Gençlik ve Spor Bakanı Mehmet Muharrem Kasapoğlu, futbolun, Türkiye’de lokomotif branşlardan biri olduğunu anlatarak, “Milletimizin bu branşa ilgisi, altyapımız, potansiyelimiz ileri düzeyde. Ülkemizde epey değerli bir futbol DNA’sı var. Kıymetli bir futbol birikimiz, değerli bir futbol tarihimiz var. 1954 yılında katıldığımız birinci Dünya Kupası bile, bu ülkenin gönlünde epey değerli bir yerde. Metin Oktaylar, Lefterler, Baba Hakkılar bu ülkedeki tüm sporseverlerin hafızasındadır. Bu potansiyeli en kuvvetli biçimde kullanmaya devam edeceğiz.” diye konuştu.
Kasapoğlu, Türkiye’nin her alanda dünyaya başkan olacak atılımlar yaptığını vurgulayarak, “Spor bu atılımların en önünde gelenlerinden, en stratejik olanlarından biridir. Burada kulüplerimize düşen, küresel bir bakışla, futbolumuzun marka bedelini dünyada nasıl arttırabileceğimizi düşünmek ve bununla ilgili planlar yapmaktır. Günlük problemlerden uzun devirli planlamalara, orta ve uzun vade gayelere odaklanmalıyız. Yalnızca kendi sonlarımız içerisinde kalamayız. Yalnızca mahallî pazarı değil, Avrupa’yı, Asya’yı, Uzak Doğu’yu, Afrika’yı, Amerika’yı hedeflemeliyiz. Bu ülkenin gençlerine her alanda inanıyoruz ve güveniyoruz. Çok kıymetli, pırlanta üzere atletlerimiz var. Her biri hem yetiştiği kulüpler birebir vakitte ülkemiz için değerli katma kıymet meydana getiriyorlar. tıpkı vakitte markalaşmaya itina göstermeliyiz. Futbol artık yalnızca alanda oynanmıyor. Yeni yetenekleri ortaya çıkarmada, sportif yatırımlarda, finansal konularda, alanda oynanan oyunlarda sürdürülebilirlikten asla ancak asla geri durmamalıyız. Gayemiz, her alanda her branşta olduğu üzere futbolda da dorukta yer almaktır. Burada bulunan her insanın temel hassasiyetinin bu olduğunu biliyorum. Bütün paydaşlarla bir arada emek verip, bugünlere getirdiğimiz ekosistemi kuvvetli bir biçimde geleceğe taşıyacağız.

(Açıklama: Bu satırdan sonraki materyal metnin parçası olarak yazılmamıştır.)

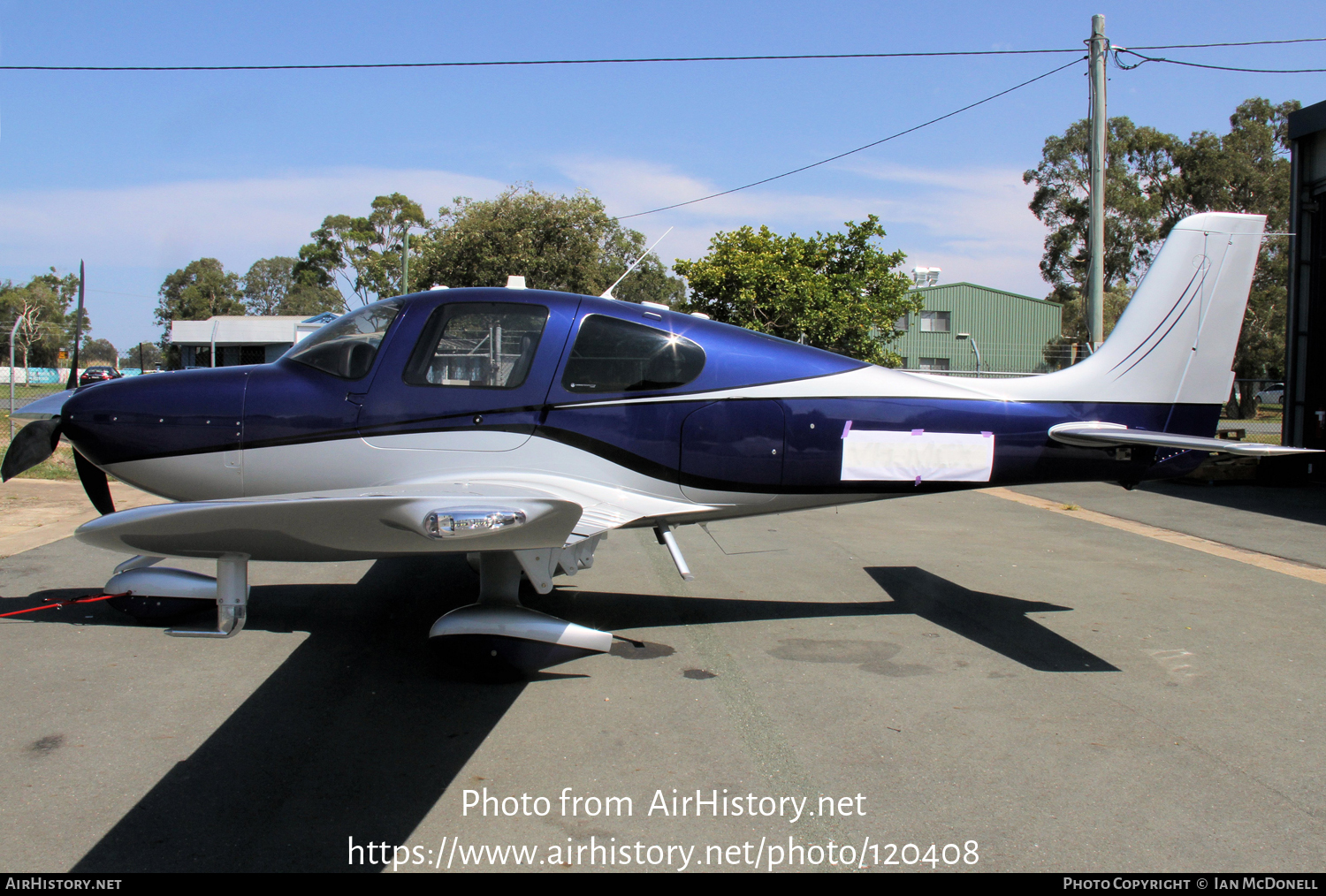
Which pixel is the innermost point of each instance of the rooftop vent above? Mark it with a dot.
(926, 276)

Gençlik ve Spor Bakanlığı olarak, bugüne kadar olduğu üzere bundan daha sonra da üzerimize düşeni en uygun biçimde yerine getirmeye devam edeceğiz.” dedi.
Konuşmasının akabinde Bakan Kasapoğlu’na bir plaket takdim edildi. Kasapoğlu da Fotomaç-Futbolda Tarih Yazanlar Ödülü’ne layık görülen Ampute Ulusal Kadrosu’nun mükafatını verdi.